Commentary: North Carolina HB 2 –The ghost of Jesse HelmsAround the Nation, Commentary, Online Only, Top Highlights Saturday, April 30th, 2016
Contributor Note: July 19, 1994, Sen. Jesse Helms, in a fiery speech recorded by C-SPAN and The Congressional Record, moved to fire Mr. Patterson from his US government job for “promoting the gay agenda” in the federal workplace.
Gov. Pat McCrory responded to the call of North Carolinians when he signed HB 2 into law. He also responded to the ghost of North Carolina’s long serving GOP US Sen. Jesse Helms.
I identify as a Republican. I am a paid life member of the Republican Party. I wholeheartedly believe in employment and legal protections for LGBT people as I have seen the economic misery in the lives of LGBT friends and families.
While working as an agricultural diplomat in the Clinton administration I supported the administration’s federal workplace initiative to fight discrimination against my LGBT colleagues. This work became a part of my employment. The position description is a part of the Congressional Record for July 19, 1994.
When Sen. Helms read the position description and learned of my work to promote workplace diversity in the federal government, he considered my work prohibited political activity. Using government resources to fight employment discrimination against LGBT workers amounted to waste of government resources to Sen. Helms and he moved to fire me to stop the waste.
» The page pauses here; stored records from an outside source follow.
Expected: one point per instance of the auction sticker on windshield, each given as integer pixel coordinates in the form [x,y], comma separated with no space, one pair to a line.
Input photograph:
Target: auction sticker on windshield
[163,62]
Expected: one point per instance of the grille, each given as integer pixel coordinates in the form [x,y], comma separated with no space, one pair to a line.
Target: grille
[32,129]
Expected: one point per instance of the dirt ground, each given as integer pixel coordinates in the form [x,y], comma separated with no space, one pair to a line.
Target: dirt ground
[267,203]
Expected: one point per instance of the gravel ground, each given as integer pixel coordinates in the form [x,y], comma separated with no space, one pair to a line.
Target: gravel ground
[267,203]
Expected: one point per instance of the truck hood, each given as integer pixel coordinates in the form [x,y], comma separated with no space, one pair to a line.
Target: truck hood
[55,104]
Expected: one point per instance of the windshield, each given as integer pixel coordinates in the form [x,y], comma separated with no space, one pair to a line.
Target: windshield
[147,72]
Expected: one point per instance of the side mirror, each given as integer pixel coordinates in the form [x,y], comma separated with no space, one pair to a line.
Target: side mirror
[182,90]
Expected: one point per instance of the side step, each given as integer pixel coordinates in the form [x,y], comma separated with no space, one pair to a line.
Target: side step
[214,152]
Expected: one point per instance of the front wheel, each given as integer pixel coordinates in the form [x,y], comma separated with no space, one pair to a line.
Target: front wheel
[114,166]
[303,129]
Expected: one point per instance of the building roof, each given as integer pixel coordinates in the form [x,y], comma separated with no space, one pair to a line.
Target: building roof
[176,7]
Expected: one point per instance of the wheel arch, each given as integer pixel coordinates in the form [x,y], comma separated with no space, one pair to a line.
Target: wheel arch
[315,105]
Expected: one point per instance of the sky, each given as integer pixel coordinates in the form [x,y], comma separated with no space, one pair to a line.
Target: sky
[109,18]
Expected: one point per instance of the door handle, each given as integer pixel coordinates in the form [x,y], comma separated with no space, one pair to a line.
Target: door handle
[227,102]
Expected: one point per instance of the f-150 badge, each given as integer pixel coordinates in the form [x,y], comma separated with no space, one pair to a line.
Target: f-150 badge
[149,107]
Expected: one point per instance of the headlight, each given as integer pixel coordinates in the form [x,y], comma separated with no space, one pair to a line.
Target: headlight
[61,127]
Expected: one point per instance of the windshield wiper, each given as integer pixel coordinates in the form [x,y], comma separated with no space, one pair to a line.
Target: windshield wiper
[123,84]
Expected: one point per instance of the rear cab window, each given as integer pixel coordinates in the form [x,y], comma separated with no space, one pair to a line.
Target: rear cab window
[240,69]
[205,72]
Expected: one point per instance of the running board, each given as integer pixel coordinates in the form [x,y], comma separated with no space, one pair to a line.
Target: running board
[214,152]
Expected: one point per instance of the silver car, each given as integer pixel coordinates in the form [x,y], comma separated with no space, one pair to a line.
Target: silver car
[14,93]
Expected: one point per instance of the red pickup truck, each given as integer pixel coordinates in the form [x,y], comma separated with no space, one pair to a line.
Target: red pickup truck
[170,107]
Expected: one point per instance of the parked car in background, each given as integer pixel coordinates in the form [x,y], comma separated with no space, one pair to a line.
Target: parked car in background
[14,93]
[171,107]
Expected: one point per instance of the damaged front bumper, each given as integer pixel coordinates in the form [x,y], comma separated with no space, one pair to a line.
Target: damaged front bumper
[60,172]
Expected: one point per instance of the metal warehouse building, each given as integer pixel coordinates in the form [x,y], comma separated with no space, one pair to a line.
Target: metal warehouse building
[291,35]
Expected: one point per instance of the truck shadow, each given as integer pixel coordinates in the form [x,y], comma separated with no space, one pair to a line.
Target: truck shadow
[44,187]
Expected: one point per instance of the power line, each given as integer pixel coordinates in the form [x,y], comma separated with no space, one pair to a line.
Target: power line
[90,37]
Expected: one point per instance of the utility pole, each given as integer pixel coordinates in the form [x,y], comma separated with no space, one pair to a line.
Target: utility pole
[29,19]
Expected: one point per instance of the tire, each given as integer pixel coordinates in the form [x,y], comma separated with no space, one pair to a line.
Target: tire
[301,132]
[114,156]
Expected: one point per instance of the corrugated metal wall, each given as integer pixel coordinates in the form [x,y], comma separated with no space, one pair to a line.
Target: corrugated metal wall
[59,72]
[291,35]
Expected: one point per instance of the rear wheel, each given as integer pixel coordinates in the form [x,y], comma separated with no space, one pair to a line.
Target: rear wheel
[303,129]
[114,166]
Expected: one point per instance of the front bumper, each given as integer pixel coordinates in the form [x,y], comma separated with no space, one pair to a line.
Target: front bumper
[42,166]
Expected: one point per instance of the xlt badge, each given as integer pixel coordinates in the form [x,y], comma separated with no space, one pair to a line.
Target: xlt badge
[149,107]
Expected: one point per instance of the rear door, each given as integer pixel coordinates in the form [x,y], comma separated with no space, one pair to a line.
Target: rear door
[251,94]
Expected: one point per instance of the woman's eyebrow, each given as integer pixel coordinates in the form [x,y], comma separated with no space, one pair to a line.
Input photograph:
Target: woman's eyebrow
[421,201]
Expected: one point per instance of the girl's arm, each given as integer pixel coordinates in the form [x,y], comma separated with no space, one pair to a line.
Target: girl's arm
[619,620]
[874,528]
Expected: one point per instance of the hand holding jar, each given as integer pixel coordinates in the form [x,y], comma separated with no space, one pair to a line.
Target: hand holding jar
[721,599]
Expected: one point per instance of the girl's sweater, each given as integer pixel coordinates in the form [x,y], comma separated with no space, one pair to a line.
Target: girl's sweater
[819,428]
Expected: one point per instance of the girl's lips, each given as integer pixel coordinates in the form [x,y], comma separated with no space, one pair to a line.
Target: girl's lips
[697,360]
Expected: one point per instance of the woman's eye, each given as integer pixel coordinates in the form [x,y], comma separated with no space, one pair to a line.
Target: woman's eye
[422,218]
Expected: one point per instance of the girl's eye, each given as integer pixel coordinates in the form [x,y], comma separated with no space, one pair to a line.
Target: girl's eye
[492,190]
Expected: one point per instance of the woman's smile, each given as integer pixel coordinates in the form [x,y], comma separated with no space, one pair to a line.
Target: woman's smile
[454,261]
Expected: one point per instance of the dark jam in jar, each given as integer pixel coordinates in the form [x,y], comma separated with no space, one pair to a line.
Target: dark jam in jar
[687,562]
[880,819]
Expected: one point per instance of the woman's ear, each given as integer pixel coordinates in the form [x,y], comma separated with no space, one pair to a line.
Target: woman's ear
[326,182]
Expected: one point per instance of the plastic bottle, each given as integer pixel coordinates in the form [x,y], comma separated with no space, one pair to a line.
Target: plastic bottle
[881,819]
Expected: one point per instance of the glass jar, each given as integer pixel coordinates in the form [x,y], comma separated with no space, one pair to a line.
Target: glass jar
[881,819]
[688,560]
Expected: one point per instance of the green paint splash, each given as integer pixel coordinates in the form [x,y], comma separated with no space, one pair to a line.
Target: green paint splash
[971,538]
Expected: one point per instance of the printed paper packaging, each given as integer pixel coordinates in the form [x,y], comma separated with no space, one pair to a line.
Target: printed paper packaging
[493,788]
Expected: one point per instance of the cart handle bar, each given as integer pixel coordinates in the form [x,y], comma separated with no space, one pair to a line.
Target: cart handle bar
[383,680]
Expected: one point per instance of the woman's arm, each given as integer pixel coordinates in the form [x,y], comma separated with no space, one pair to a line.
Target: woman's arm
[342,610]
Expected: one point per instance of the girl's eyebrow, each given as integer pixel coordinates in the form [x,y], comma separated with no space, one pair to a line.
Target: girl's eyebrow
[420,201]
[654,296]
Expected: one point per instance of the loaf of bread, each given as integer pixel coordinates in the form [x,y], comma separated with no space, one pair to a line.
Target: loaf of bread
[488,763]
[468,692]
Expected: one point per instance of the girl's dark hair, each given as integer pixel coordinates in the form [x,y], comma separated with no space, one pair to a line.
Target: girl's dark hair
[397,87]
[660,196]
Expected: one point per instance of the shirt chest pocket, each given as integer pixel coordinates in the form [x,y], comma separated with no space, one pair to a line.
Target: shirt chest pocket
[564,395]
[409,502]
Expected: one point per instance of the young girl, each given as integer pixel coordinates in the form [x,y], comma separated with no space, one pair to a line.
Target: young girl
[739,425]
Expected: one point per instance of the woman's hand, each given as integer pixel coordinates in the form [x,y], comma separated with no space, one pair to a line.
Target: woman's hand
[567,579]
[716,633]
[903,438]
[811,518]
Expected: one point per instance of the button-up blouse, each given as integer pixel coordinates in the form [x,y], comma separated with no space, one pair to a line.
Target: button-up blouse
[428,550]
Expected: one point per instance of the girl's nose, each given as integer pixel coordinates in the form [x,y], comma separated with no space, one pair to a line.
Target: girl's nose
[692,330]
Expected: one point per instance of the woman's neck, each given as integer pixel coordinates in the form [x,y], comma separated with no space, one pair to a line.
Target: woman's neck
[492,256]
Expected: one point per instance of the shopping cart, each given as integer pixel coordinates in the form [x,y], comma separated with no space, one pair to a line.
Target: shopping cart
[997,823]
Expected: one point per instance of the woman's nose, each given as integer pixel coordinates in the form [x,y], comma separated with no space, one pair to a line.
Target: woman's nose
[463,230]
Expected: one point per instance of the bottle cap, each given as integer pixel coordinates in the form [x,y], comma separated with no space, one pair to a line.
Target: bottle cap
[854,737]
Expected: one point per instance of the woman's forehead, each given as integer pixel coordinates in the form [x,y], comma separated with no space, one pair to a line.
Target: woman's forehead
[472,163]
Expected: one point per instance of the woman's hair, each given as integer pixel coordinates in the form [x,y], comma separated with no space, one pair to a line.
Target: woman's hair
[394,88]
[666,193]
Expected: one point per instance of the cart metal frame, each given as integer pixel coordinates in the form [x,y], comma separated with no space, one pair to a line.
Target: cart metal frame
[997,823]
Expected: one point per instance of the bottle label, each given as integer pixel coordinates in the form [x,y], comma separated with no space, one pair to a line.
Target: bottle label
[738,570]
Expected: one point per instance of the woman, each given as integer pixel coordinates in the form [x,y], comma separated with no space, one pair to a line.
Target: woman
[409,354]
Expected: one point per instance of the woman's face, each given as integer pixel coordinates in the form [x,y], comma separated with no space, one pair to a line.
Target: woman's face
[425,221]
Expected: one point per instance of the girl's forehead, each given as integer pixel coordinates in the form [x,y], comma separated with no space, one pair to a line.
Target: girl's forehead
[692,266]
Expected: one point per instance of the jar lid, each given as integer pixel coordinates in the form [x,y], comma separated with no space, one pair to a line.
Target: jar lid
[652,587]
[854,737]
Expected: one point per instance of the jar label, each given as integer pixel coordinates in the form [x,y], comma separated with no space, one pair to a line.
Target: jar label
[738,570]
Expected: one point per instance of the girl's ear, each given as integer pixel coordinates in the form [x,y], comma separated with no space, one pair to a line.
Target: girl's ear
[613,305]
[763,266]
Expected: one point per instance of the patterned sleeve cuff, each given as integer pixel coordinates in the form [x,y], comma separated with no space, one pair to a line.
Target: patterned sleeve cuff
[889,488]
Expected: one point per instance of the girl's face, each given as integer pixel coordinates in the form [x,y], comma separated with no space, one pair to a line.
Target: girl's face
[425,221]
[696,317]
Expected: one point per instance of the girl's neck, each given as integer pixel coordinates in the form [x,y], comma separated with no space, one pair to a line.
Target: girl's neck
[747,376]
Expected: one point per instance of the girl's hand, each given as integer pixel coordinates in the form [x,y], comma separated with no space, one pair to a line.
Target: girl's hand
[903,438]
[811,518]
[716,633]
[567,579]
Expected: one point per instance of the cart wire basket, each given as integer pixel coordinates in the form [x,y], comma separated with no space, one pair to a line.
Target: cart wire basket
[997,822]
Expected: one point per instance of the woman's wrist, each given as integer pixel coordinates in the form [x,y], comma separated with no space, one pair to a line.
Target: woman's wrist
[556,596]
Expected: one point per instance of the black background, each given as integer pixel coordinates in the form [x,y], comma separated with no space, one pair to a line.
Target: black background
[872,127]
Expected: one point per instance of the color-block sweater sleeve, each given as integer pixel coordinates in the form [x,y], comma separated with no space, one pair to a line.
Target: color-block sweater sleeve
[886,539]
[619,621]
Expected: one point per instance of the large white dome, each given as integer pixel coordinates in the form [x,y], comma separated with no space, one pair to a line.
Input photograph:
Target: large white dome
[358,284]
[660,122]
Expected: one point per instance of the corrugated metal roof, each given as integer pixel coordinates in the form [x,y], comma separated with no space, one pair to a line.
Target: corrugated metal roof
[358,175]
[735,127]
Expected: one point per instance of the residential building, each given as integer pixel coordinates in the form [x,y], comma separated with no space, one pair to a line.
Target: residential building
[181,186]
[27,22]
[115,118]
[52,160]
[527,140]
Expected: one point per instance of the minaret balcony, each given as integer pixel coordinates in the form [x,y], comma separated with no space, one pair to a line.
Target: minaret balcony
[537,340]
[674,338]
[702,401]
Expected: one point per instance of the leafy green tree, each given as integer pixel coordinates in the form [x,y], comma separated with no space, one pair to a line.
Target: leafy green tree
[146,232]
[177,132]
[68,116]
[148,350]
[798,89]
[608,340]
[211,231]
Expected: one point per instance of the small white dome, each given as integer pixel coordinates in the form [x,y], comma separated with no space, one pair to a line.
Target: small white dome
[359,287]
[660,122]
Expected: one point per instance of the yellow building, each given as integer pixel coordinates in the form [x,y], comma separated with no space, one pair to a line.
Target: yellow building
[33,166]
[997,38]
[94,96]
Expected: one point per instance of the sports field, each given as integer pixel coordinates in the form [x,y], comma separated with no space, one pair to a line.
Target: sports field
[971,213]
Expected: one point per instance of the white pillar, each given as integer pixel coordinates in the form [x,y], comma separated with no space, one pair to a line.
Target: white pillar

Helms became so outraged he called me a “pervert” in The Congressional Record and the Q-word and F-word on the campaign trail. It was a tough time for me and I learned firsthand of the misery my LGBT colleagues experienced and, sadly, continue to experience.
HB 2, a long and complex bill, contains a provision that requires people in North Carolina to use public restrooms corresponding to their sex at birth rather than gender identity. This transphobic bill has drawn national and international outrage by corporate, government and political sources.
As a Republican I was proud GOP presidential candidates Donald Trump and John Kasich stepped forward to reject the politics behind HB 2. I also applaud those North Carolina Republicans who have rejected the bill.
My deeply held Christian faith tells me everyone needs to work to support themselves, their families and their churches. Likewise, my deeply held political faith in the Republican Party tells me people should be free to work for the same reasons. Workplace discrimination forces people to lives of personal misery and economic dependency on poorly managed government programs.
Americans are free to choose where to work and for whom. Employers and employees need to be freed from the politics of workplace stigma due to a person’s sexuality.
After 20 years, I bare no grudge toward Sen. Jesse Helms. I wish him peace. He and I, though in the same political party and from the Deep South, did not see eye to eye on LGBT rights. His views on LGBT people were based on the prevailing views of his time that we were all sick criminals and LGBT groups made little or no effort to help him alter his views. As a result, he saw no reason to change with his times and his political legacy suffers in this regard.
In his 1994 speech in The Congressional Record, Sen. Helms said “we are at the crossroads of twisted values” in our Nation. In 2016 North Carolina is at a political and economic crossroads. I believe Sen. Helms would want the state’s economy to continue to grow and for North Carolinians to prosper. To do that HB 2 should be repealed.